Assessments: Before and after iRobAT bock (V2 vs. V1). Design: Retrospective analysis of cohort and outcome data. Formation of three subgroups: Group A, first iRobAT block; Group B/C, 2 resp.3 iRobAT blocks. Outcome measures: GMFM 66 score and dimensions D (standing), dimension E (walking, running, jumping). Statistics: Wilcoxon signed rank test, Spearman's correlation coefficient.

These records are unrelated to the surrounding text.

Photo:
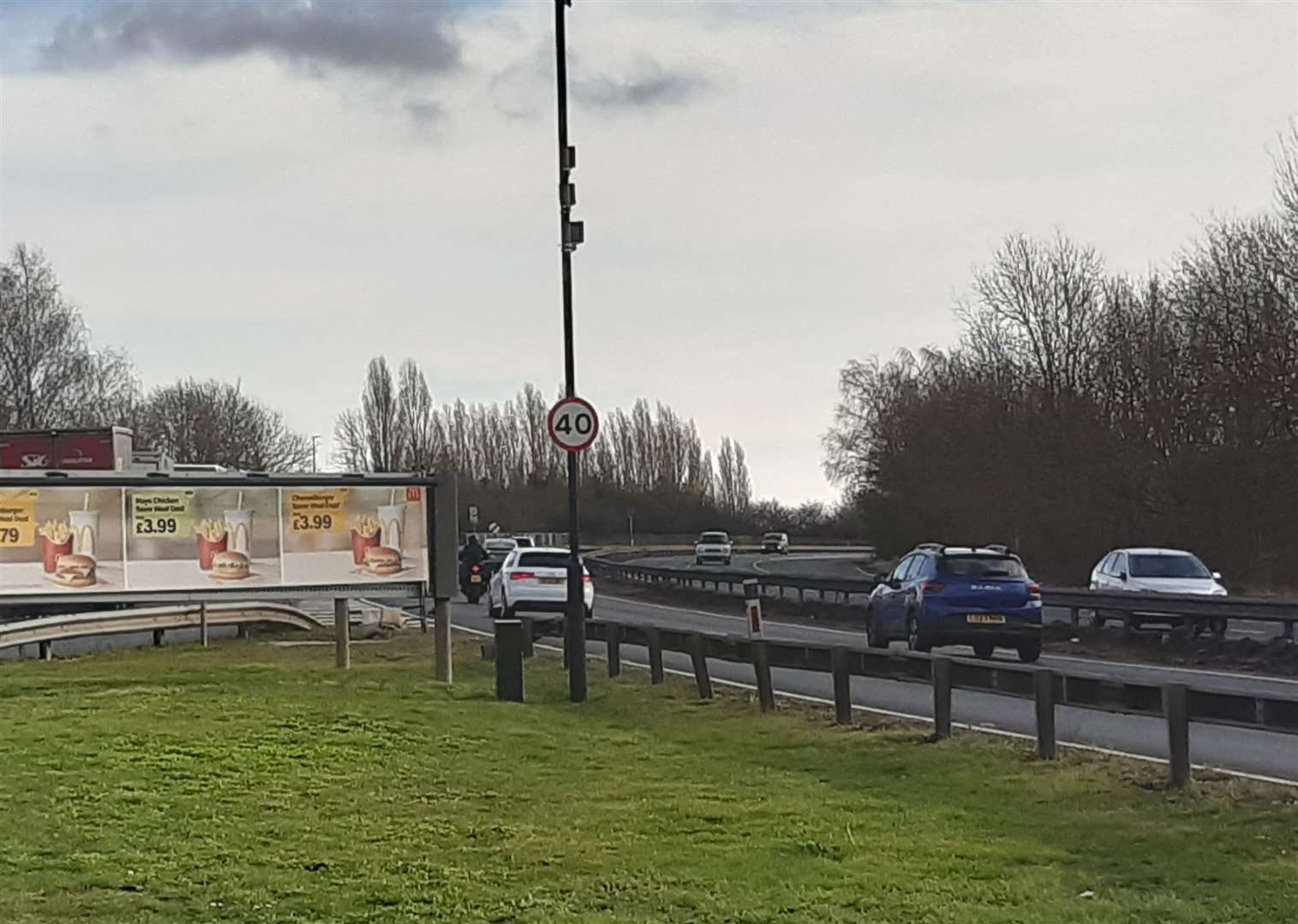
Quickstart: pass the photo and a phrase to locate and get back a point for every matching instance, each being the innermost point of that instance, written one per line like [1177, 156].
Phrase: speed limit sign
[574, 424]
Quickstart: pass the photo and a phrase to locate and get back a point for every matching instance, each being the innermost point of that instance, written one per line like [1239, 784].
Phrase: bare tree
[50, 376]
[216, 422]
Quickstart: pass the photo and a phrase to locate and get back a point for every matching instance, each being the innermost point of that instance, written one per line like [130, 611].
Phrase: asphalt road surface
[840, 566]
[1267, 755]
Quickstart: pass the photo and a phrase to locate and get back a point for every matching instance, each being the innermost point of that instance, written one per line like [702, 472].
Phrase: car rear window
[1167, 566]
[983, 566]
[542, 560]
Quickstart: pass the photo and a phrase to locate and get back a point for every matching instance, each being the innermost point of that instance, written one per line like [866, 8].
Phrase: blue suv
[941, 595]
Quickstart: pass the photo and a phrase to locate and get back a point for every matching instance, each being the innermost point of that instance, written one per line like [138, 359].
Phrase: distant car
[943, 595]
[497, 549]
[1155, 572]
[713, 547]
[775, 542]
[534, 580]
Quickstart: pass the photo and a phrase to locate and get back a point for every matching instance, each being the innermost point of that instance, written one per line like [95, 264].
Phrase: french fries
[365, 524]
[213, 531]
[56, 531]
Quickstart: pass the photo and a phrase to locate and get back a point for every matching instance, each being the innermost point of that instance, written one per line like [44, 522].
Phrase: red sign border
[554, 439]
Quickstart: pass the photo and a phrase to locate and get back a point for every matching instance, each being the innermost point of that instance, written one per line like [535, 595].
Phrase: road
[1236, 749]
[851, 567]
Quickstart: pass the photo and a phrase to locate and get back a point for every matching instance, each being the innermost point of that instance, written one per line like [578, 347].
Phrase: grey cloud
[650, 87]
[386, 37]
[526, 88]
[424, 113]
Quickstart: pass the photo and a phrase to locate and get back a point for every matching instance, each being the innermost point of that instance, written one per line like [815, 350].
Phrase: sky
[276, 191]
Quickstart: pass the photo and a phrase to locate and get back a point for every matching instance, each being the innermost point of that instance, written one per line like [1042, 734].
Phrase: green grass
[248, 783]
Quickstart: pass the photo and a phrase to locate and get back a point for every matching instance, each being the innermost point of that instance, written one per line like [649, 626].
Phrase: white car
[1155, 572]
[713, 547]
[534, 580]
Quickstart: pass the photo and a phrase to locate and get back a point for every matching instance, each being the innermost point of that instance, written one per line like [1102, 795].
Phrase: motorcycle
[472, 582]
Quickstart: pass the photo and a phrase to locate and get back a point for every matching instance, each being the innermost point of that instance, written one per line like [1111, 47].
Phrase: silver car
[1155, 572]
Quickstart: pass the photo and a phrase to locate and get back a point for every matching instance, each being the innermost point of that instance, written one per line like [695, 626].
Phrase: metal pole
[574, 635]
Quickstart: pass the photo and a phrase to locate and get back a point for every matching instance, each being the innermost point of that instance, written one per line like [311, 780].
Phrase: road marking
[911, 717]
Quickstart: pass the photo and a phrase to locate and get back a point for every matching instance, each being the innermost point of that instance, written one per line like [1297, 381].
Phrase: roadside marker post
[753, 607]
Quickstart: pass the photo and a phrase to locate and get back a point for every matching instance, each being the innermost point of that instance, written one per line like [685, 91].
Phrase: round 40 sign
[574, 424]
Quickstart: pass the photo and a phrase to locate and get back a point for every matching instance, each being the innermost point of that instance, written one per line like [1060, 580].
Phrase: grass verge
[250, 783]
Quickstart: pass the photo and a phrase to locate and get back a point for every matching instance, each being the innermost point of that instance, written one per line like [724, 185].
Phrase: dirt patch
[1250, 655]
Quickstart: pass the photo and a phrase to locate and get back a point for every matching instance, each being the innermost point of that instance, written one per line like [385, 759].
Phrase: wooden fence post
[696, 654]
[762, 668]
[655, 643]
[341, 633]
[941, 678]
[1042, 688]
[509, 660]
[614, 643]
[1176, 708]
[841, 685]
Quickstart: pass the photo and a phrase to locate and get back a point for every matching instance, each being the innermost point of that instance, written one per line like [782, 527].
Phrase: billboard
[172, 537]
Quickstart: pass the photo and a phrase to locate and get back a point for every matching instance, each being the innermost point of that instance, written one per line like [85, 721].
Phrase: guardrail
[1177, 703]
[1193, 612]
[43, 631]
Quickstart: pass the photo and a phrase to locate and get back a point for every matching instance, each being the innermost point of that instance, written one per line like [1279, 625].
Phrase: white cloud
[821, 198]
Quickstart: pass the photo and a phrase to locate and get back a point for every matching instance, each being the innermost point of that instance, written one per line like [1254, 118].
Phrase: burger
[75, 572]
[382, 561]
[230, 566]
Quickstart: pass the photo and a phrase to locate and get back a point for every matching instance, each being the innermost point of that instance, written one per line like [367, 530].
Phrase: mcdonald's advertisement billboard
[65, 540]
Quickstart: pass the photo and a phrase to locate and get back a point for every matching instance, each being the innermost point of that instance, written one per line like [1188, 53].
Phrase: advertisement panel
[354, 535]
[172, 537]
[62, 540]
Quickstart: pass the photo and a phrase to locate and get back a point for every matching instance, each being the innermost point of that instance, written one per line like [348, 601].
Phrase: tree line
[1084, 411]
[648, 464]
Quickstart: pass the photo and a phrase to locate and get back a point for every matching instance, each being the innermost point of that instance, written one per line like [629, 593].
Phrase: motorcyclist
[471, 554]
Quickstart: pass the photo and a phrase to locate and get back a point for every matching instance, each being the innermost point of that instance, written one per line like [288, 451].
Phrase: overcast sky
[278, 191]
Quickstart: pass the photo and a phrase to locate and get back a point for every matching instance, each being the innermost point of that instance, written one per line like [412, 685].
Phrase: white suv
[1155, 572]
[713, 547]
[534, 580]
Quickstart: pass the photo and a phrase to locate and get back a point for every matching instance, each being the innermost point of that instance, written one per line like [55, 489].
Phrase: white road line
[911, 717]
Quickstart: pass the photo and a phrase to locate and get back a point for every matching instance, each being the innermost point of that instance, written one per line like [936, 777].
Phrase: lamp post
[570, 235]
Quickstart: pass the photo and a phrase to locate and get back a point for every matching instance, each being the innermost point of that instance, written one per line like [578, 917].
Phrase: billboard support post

Results: Group A: 83 patients were included (48 male, 24 prior BoNT injection), Age: 10.8 years (SD 6.7), GMFCS level: 2.6 (SD 0.9), iRobAT distance: 12.6 km (SD: 4.2), iRobAT duration: 7.2 hours (SD 1.9). GMFM 66 improvement: 2.4%, dimension D: 5.2%, dimension E: 4.0%. Significant negative correlation between: GMFM 66 & GMFCS Level, Dimension D & Age, Dimension E & GMFCS Level and Age, GMFCS Level & iRobAT duration and distance, BoNT & Age. Significant positive correlations between age and iRobAT duration and distance. Group B: 23 patients (age 8.0 years; SD 4.8) received 2 iRobAT blocks, 9 patients (7.2 years, SD 4.6) received 3. The first block was significantly more effective than follow-up blocks. Patients receiving three blocks were the youngest. GMFM 66 improvements remained clinically meaningful beyond the normal development of motor performance.

Conclusion: The covariates age and GMFCS level have a significant impact on the effectiveness of iRobAT. The first block is most effective, but repetitive iRobAT blocks add motor performance beyond the regular corridor of motor development in children with CP.